Pamięć instytucjonalna
Zacząć warto od tego, że Polska ma słabą i mało liczną administrację. Pracuje w niej (nie piszę o całym sektorze publicznym) nieco ponad 430 tys. osób, z czego ponad ćwierć miliona w administracji samorządowej. Statystyki dodają do tego często jeszcze pracowników sektora usług społecznych – ZUS, KRUS, mundurowe biura emerytalne – niekiedy także żołnierzy i funkcjonariuszy służb mundurowych, a także pracowników usług publicznych – nauka, edukacja, służba zdrowia, kultura itp. Stąd rodzą się liczby przekraczające miliony, które wzburzają opinię publiczną. Oczywiście to fałsz, bo tak naprawdę, jeśli chodzi o zatrudnienie w administracji i usługach publicznych należymy do średniaków w Europie. Odsetek zatrudnionych w sektorze publicznym jest znacznie większy w krajach, których obywatele oceniają je jako przyjazne do życia: Norwegii, Szwecji, Danii czy Finlandii. Dodajmy, że w tych krajach pracownicy sfery publicznej zarabiają nieporównywalnie więcej niż w Polsce.
My zostaniemy przy urzędnikach, bo o nich mi tutaj głównie chodzi. Te 400 tysięcy to dużo, czy mało? To zależy, czego oczekujemy od państwa. Jeśli ma być inne, niż znamy do tej pory, czyli bardziej sprawne, ufające obywatelowi i wyręczające go w rozmaitego rodzaju formalnościach, to niedużo.
Pamiętajmy przy tym, że urzędnik to pamięć instytucjonalna państwa. To nie tylko wiedza o prawie i stanach faktycznych, ale też o ryzyku towarzyszącym każdej decyzji, spodziewanych oraz możliwych jej skutkach. O utartych zwyczajach i obyczajach oraz niepisanych zasadach działania. To więc przede wszystkim niezbywalne kompetencje. Stąd w cywilizowanych krajach zinstytucjonalizowano kadrę urzędniczą, nadając jej specjalny status pracowniczy i merytoryczny. Chodzi nie tylko o wysokie kryteria naboru, ale i o gwarancje pracy w tym zakresie, w jakim dany urzędnik ma największą wiedzę i doświadczenie. Dlatego też zabrania się im udziału w polityce.

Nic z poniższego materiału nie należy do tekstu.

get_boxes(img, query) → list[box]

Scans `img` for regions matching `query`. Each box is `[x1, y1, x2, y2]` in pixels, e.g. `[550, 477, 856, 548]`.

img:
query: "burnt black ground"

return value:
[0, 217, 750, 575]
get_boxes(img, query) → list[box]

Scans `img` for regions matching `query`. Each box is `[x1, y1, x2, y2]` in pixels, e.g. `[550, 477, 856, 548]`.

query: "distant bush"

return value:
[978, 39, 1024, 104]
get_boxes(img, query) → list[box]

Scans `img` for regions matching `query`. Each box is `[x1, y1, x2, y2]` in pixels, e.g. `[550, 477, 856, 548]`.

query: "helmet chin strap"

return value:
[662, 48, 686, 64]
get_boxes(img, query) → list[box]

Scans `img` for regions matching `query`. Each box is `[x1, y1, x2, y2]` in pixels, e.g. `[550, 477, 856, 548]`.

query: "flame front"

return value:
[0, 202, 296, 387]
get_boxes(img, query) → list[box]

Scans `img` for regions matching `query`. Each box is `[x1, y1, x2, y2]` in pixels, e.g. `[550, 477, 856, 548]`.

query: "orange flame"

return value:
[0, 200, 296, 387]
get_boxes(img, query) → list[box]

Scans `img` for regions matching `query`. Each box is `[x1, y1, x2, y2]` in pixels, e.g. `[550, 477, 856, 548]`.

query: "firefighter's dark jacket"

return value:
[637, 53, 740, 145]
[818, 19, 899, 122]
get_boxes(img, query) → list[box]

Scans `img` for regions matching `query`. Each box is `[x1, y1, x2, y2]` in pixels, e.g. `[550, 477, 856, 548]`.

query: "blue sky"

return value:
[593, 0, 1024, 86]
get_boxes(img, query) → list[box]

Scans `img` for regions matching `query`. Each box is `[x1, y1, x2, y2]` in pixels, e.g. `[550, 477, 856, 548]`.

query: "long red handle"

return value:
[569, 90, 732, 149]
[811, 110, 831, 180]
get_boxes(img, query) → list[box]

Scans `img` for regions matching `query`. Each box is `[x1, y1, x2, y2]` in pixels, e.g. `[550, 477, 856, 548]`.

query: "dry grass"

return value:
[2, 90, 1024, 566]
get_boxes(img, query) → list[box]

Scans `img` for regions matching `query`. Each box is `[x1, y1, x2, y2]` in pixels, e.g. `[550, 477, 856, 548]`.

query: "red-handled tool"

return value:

Ministrowie przychodzą i odchodzą, a na wielu przykładach można wykazać, że często wszystko im jedno, jakim działem administracji kierują, bo nie tak rozumieją swoją rolę. Ostatnie lata przyniosły także upadek rangi i kompetencji wiceministrów. To już nie są specjaliści od zadań realizowanych w określonych działach administracji rządowej, lecz politycy, którym „coś dano", aby zgadzał się parytet polityczny i zostały zaspokojone ich ambicje. Dobrym przykładem jest tu minister Janusz Kowalski, o którym nie wiadomo, za co konkretnie odpowiada w Ministerstwie Aktywów Państwowych, ale wszystkim znane są jego poglądy na rozmaite tematy natury ideowo-politycznej.